It was an unusually inane question, which Paul Begala handled very, very well.
"Because the press won't do its job, John..... It is the media's job when a politician flat out lies like she's doing on this bridge to nowhere so call her on it. Or this matter of earmarks where she's attacking Barack Obama for having earmarks, when she was the mayor of little Wasilla, Alaska, 6,000 people, she hired a lobbyist who was connected to Jack Abramoff, who is a criminal, and they brought home $27 million in earmarks. She carried so much pork home she got trichinosis. But we in the media are letting her tell lies about her record."
At that point, Roberts did what CNN tends to do -- turn to a Republican to offer a competing side to the truth. In this case, Alex Castellanos said the media should be "a little gentle" with Sarah Palin's obviously false claims. "The amazing thing about Sarah Palin is when she became governor she actually stood up and said no" to federal pork, he said.
So, again, Begala tried to set the record straight.
"That's just not true. You know, John, the facts matter. There's lots of things that are debatable who is more qualified or less experienced or more this or more passionate, whatever. It is a fact that she campaigned and supported that bridge to nowhere. It is a fact that she hired lobbyists to get earmarks. It is a fact that as governor she lobbies for earmarks. Her state is essentially a welfare state taking money from the federal government."
Roberts wrapped up the segment, concluding, "We still have 56 days to talk about this back and forth."
But therein lies the point. The nation doesn't need 56 days of "back and forth." We don't need 56 seconds of "back and forth." There's an objective truth here, and CNN, as a neutral, independent news source, is supposed to tell viewers what the facts are.
But CNN can't do that, because reality has a well known liberal bias. If Roberts conceded that Begala was telling the truth about demonstrable facts, then he'd be "taking sides." For a media figure to acknowledge that a candidate for national office is lying shamelessly would be wholly unacceptable -- it would break with the "balance" between competing arguments.

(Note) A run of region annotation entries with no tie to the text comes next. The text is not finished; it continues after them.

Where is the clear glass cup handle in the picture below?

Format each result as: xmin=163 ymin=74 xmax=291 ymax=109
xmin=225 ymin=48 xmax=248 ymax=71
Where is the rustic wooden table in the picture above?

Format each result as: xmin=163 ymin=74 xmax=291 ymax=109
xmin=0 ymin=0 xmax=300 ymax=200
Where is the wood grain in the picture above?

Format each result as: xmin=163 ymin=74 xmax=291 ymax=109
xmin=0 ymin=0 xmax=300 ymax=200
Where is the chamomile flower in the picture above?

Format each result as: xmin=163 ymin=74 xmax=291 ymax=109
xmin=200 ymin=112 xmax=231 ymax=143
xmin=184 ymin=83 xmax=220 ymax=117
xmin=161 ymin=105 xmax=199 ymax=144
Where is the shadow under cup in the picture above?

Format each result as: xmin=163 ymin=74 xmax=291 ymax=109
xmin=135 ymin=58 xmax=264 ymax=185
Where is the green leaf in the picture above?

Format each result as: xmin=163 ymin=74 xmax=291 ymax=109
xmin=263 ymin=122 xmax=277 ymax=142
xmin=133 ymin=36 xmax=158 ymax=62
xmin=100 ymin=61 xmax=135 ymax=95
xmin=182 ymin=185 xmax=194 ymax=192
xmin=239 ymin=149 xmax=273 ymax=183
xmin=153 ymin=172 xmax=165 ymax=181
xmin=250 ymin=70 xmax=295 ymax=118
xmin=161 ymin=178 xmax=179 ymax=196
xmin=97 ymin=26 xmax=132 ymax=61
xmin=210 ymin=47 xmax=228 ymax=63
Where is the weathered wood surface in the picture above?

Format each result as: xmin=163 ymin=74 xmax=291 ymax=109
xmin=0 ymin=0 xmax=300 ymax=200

The viewer at home hears one side, then the other. Who's right? That's not CNN's problem. If viewers wants to hear an argument, they can turn to CNN. If viewers wants to know which side of the argument is right, they can look elsewhere.
Which is precisely why candidates for national office feel comfortable lying shamelessly in the first place.
And which is why the candidate telling the truth can't get the story to "stick."